The bars themselves became more refined and grandiose. The majority of those in the West, including the one in the St. James, were made from eastern hardwood by the Brunswick-Balke-Collender Company in Cincinnati. These large, heavy bars were built and carved by Italian woodworkers and then shipped west on the railroad. Once assembled and open for business, the saloon became the hub of the immediate community, a place not only to get food and drink but also find a job, conduct trade, and even get married.
“There’s a beautiful transformation of the American West that can be seen in these bars,” Groves says, “from instability to towns and societies and permanence—and the bars reflect that.”
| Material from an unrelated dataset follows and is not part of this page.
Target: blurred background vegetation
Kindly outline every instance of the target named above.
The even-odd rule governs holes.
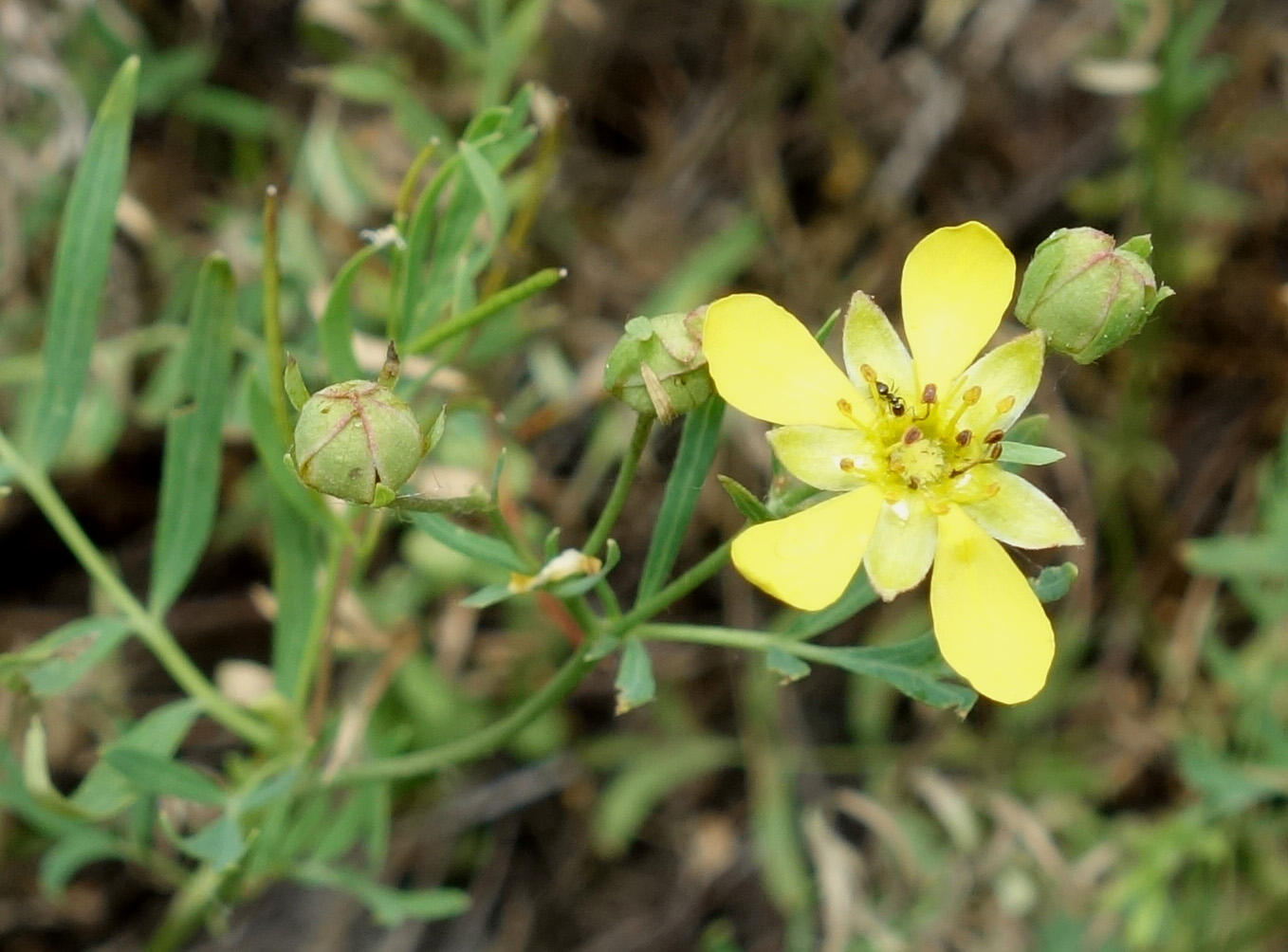
[[[854,289],[893,303],[912,243],[969,218],[1021,262],[1059,227],[1151,232],[1179,291],[1099,365],[1055,359],[1037,397],[1047,442],[1069,453],[1045,488],[1088,542],[1069,557],[1081,576],[1034,702],[981,702],[958,720],[841,671],[779,687],[733,652],[654,645],[654,703],[614,718],[600,670],[502,755],[395,788],[383,881],[461,886],[464,916],[381,929],[355,902],[282,885],[207,948],[1288,948],[1284,4],[10,1],[6,429],[35,424],[23,394],[40,375],[58,216],[89,117],[131,54],[139,119],[100,340],[57,477],[140,586],[180,372],[170,358],[201,259],[228,256],[241,326],[255,327],[260,209],[276,184],[287,330],[314,335],[336,269],[362,229],[390,220],[417,153],[515,95],[536,131],[505,180],[504,238],[468,278],[495,291],[544,267],[568,276],[435,370],[461,423],[422,474],[468,486],[505,444],[513,492],[565,540],[594,523],[630,437],[600,379],[632,316],[742,289],[817,327]],[[388,273],[349,280],[359,331],[374,327],[363,314]],[[371,372],[383,344],[367,343]],[[677,430],[656,435],[617,531],[622,591]],[[757,491],[760,432],[730,414],[717,462]],[[170,614],[205,670],[269,653],[273,563],[252,464],[231,420],[215,542]],[[95,593],[21,495],[0,506],[12,651],[82,616]],[[712,481],[681,558],[741,524]],[[459,604],[491,581],[424,535],[394,533],[339,605],[341,698],[406,658],[408,639],[431,658],[380,674],[390,694],[372,714],[402,745],[456,736],[529,692],[562,635],[532,605]],[[672,617],[757,627],[773,613],[726,573]],[[827,642],[925,626],[909,596]],[[173,697],[126,644],[45,706],[54,782],[75,786],[112,725]],[[0,701],[15,748],[21,715]],[[207,727],[185,754],[227,748]],[[99,862],[43,890],[46,849],[0,814],[0,944],[137,948],[165,907],[157,884]]]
Most of the old saloons in New Mexico exist in the same form and function as they originally did. These places are a testament to the art and science of bringing adobe-timber-frame structures up to code and into the 21st century. While many survive, it’s shocking more haven’t burned down. Less surprising is that many are riddled with bullet holes. But what’s remarkable about them is their ability to bring the past into focus. At the Laguna Vista Saloon, in Eagle Nest, you can still tie up your horse to the hitching post out front. At the Hotel Eklund, in Clayton, you won’t find any barstools because the original was a stand-up bar, and that’s how the owners have kept it. At the St. James, the lace curtains, 19th-century furniture, and long, polished wood bar transport patrons to the same place at another time.
That’s also true for the relative newcomers. The Los Ojos Saloon, in Jemez Springs, for instance, has been a center of the small community (population: 250) since it opened in the 1940s. Multiple generations of families have sat at the bar and worked in the kitchen, waited tables, or poured drinks. The people who tend bar and the patrons who sit there, year after year, have infused the special character of these spots.
“Instead of someplace to just go get a drink, when you’re in these places, you’re in the middle of history,” Groves says. “They’re special, they’re treasures of the state, and each one has a unique story.”